Ann Coulter's "lifetime ban" from NBC (undoubtedly lifted by tomorrow morning) I present this classy memorial from an even classier blog:
Hello, I'm the editor at Rising Hegemon - After Dark!!
I'm afraid that some things are not permissible even at this blog. Despite the protestations, and strategic rubbing, of Atta J. Turk, I will not allow this post and accompanying illustrations to be put up.
It's not that it would be illegal.
It is just that it should be.
******
Hi, this is Atta J. Turk, and I have just pretended to fire the editor.

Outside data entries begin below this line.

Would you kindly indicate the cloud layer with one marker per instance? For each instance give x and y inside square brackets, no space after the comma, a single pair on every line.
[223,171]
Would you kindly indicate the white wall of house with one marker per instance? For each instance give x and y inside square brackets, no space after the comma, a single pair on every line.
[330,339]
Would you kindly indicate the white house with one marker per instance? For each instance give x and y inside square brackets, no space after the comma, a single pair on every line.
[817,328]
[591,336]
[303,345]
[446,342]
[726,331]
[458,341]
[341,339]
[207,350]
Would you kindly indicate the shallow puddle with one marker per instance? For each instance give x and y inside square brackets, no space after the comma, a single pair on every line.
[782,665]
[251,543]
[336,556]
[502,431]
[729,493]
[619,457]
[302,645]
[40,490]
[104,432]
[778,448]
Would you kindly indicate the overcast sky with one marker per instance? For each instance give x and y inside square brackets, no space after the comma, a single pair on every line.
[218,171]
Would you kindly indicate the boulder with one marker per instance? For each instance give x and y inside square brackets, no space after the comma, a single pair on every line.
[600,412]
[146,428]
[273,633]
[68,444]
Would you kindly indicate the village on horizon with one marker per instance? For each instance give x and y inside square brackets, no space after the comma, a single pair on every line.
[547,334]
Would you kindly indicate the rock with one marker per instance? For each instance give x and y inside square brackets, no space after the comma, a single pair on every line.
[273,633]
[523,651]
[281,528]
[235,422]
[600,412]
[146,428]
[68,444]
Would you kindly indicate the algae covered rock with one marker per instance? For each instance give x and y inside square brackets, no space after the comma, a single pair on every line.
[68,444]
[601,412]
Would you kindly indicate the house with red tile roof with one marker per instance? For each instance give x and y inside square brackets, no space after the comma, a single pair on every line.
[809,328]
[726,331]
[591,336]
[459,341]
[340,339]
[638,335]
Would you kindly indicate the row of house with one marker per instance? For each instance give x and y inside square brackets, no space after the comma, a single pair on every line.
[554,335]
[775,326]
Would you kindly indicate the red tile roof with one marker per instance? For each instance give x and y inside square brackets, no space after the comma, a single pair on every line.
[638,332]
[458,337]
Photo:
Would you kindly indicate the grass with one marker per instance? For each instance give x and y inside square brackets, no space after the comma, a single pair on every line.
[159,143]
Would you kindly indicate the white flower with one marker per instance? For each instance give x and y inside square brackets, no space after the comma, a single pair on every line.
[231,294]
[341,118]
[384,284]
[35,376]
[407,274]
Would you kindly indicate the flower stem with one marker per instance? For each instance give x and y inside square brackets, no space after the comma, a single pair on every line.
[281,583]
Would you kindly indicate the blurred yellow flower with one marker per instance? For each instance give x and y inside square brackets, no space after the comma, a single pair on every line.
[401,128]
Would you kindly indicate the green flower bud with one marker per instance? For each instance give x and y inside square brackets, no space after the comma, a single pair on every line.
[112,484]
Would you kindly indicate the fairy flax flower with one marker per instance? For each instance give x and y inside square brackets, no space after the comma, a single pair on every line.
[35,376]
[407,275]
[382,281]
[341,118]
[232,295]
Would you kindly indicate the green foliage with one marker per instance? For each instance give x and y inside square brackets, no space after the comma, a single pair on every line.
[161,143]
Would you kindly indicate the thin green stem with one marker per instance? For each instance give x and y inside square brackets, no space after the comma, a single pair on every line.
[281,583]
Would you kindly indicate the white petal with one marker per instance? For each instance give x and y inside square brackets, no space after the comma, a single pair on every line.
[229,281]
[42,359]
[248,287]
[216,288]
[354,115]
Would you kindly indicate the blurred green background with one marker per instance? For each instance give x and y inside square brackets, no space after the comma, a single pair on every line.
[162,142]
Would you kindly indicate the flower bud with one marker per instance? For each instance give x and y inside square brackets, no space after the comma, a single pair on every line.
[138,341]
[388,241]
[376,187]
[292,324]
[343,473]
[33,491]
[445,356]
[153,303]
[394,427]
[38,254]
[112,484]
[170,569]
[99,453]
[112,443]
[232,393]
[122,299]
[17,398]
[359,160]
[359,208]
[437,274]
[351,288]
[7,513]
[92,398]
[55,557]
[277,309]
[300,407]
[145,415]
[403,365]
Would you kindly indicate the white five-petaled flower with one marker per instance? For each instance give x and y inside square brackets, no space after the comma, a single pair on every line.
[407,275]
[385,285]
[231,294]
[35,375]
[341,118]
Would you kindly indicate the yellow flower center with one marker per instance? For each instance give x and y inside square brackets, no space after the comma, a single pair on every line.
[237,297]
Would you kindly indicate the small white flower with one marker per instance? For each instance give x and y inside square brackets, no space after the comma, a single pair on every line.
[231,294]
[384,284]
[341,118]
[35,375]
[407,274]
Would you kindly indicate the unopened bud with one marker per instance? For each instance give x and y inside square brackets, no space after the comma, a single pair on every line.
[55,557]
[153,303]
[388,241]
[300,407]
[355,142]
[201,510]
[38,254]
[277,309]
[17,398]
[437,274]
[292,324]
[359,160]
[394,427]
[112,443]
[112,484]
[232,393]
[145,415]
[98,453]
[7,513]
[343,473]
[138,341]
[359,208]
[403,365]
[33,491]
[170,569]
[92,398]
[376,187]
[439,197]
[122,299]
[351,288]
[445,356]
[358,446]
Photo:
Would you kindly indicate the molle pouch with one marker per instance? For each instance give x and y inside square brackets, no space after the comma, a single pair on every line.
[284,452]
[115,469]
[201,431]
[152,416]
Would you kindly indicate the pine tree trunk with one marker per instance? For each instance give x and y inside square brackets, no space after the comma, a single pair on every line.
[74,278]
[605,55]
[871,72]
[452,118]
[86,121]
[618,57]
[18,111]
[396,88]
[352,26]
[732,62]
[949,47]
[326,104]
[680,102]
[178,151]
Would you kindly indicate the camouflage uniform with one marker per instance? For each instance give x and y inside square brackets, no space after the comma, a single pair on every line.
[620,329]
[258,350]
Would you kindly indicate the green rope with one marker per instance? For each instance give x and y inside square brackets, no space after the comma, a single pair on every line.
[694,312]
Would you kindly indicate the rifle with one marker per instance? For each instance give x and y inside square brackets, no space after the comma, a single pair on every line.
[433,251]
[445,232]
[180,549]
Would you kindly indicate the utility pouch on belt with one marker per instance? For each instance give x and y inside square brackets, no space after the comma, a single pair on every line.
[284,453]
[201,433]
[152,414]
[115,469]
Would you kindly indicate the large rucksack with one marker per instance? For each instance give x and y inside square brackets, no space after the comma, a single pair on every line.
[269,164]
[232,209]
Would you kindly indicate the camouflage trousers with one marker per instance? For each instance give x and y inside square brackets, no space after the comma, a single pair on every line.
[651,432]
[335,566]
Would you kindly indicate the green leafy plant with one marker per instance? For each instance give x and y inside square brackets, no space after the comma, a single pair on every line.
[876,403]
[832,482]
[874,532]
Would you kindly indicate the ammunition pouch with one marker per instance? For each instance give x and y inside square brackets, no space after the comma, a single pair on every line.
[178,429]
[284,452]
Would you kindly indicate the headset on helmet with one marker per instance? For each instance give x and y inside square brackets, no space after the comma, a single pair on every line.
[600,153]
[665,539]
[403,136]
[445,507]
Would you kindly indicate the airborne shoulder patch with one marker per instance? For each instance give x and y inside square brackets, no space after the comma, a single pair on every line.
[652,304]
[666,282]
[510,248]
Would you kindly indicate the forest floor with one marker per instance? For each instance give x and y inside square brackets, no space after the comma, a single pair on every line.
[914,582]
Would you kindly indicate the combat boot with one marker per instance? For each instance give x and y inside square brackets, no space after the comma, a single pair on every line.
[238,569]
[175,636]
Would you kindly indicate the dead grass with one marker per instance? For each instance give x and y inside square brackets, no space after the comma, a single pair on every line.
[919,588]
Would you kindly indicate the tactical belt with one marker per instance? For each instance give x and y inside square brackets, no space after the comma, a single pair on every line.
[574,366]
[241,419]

Ann Coulter urges each and every one of you to keep your sexual organs in sound shape by doing a series of Kegel exercises. Demonstrating some of the techniques she uses, here is Ms., um, Mr., um, Ann Coulter.
Exercise 1:
I suggest strapping up a strong rope and tying it around the grill of a riding lawn mower. Put the mower in neutral and pull. When you do this, make sure you anchor the rope firmly at both ends. Caution: be certain you loop your rope around the scrotum, not just the penis. Most liberal trannies cannot do this sort of exercise as they are too weak from smoking their clove cigarettes. This added suggestion: nothing pulls like a Deere.
Exercise 2:
Let me tell you, in order to keep Sean Hannity's affection, in public at least I need to have the appearance of a camel toe. Even if you are on the phone, doing repeated butt clenches while crossing your legs can create, to the casual glance, the appearance of an actual vaginal indentation.
I have used this on many a talk show or personal appearance. I once made Michael Reagan ejaculate just from my 'stretch pant' smile.
Exercise 3:
I came up with this idea during the Reagan funeral. There is nothing that adds to one's testicular strength and flow more than isometric exercises, and what could be more isometric than using centrifugal force? And it is extra patriotic to do it by taking advantage of some soldier's death to your own self-improvement. And when you're done, you can take the flag and wrap yourself in it.